Last week, our team (Claira, Irene, and Elston) hopped in the car to get our feet in the field and visit two of Iowa’s most outspoken regenerative farmers – Denise O’Brien and Seth Watkins.
A slew of dogs, cats and chickens greeted us as we arrived at Pinhook Farm, where Seth and his family live, just outside Clarinda, Iowa. The three of us piled into Seth’s pickup alongside Denise and made our way to the pasture. Purple chicory twinkled at us, and tall grasses brushed our knees. Seth credited the lack of thistle in the pasture to his rotational grazing practice, which limits overgrazing and promotes robust pasture growth.
As Seth called “come on, boss”, and enticed the cattle along with a mixture of ground corn and soy, the cow-calf pairs made their way into the new paddock. They had ducked into the pond, and Seth would return that evening to repair the fence with his son so that the pond would once again be off-limits to the cattle, preserving water quality and ecological diversity there.
We drove on, through prairie reserve and past no-till corn and soy. When we got to the top of a hilly section of pasture, Seth shared that they learned that there was a mass burial of Irish railroad workers at the foot of the hill, along the old tracks. Seth clearly has an eye on the history of the land he stewards – he also noted that over his tenure, his farm (320 acres in his ownership, two thousand rented from other landowners) has dissolved eleven homesteads. A key to his stepping into climate action was recognizing that he is “part of the problem,” having subscribed to 1970s Secretary of Agriculture Earl Butz’s call to “Get Big or Get Out.” In a TEDx talk he delivered in Des Moines last year, he shares more of his story, his practices, and how he is reorienting to stewardship instead of production and working to Get Small in the name of responsible stewardship.

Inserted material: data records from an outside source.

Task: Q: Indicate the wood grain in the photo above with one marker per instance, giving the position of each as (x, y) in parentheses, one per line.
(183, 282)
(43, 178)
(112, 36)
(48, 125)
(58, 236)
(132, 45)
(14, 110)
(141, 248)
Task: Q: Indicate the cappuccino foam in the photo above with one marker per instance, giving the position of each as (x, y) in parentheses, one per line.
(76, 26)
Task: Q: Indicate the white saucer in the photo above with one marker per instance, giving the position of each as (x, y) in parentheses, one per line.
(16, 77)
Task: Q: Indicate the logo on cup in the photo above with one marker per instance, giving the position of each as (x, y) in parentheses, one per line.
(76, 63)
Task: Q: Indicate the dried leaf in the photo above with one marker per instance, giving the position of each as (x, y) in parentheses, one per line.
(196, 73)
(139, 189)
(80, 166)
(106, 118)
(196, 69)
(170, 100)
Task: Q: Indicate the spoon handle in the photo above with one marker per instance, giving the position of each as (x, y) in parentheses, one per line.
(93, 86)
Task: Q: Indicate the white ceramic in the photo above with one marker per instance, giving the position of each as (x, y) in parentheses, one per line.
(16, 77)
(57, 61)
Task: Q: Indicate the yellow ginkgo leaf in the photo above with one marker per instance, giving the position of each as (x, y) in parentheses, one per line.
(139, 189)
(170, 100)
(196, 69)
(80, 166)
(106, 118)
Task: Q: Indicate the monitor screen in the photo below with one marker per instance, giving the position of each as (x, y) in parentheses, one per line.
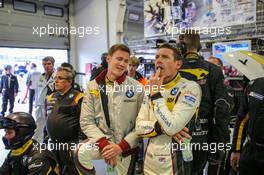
(224, 47)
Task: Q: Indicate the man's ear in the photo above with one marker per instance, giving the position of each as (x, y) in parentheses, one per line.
(178, 64)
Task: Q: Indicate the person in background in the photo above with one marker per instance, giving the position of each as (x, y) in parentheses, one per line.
(110, 106)
(63, 123)
(133, 73)
(9, 89)
(32, 84)
(171, 105)
(45, 87)
(26, 155)
(97, 70)
(248, 159)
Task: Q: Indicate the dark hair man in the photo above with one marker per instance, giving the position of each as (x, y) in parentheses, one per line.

Denise O’Brien (founder of Women, Food and Agriculture Network, amongst many other things) also wrestles with the issue of size and responsible stewardship. Over the last 45 years, her farm, Rolling Acres, outside of Atlantic, Iowa has taken many forms. Once farming over 500 acres, she now cares for 17, which are host to prairie strips, a neighbor’s rotationally-grazed sheep flock, an orchard, and an organic flower and starter plant operation. In the past, they have run an organic veggie CSA, a U-Pick berry operation, a Holstein dairy herd, and regenerative row-cropping. Denise noted that while 500 acres felt like a hustle, when they settled around 400 they were able to steward in a way that felt responsible. Currently, Denise is building a strawbale home on the property where she and her husband will live, making their current home available for her daughter, son-in-law and four grand-children.
Both farmers spoke about the next generation – each hope to hand their operation off to young farmers. Denise and Seth are both working to improve their farm systems and infrastructure as well as building political power through legislation and community in order to make this a more hospitable place for the next generation. They spoke about things like creating local food systems so that the burden of marketing table food is not on farmers, about building bike trails in their communities, and about increasing land access for the next generation.
At lunch, Denise looked at Seth and told him how it energized her to speak with him about their ideas and strategies for building a brighter future – that she now felt prepared to go home and continue fighting. As I look forward to organizing conversations amongst farmers and faith leaders in my community, this comment reinvigorated me, affirming that conversation is powerful and vital to creating positive change.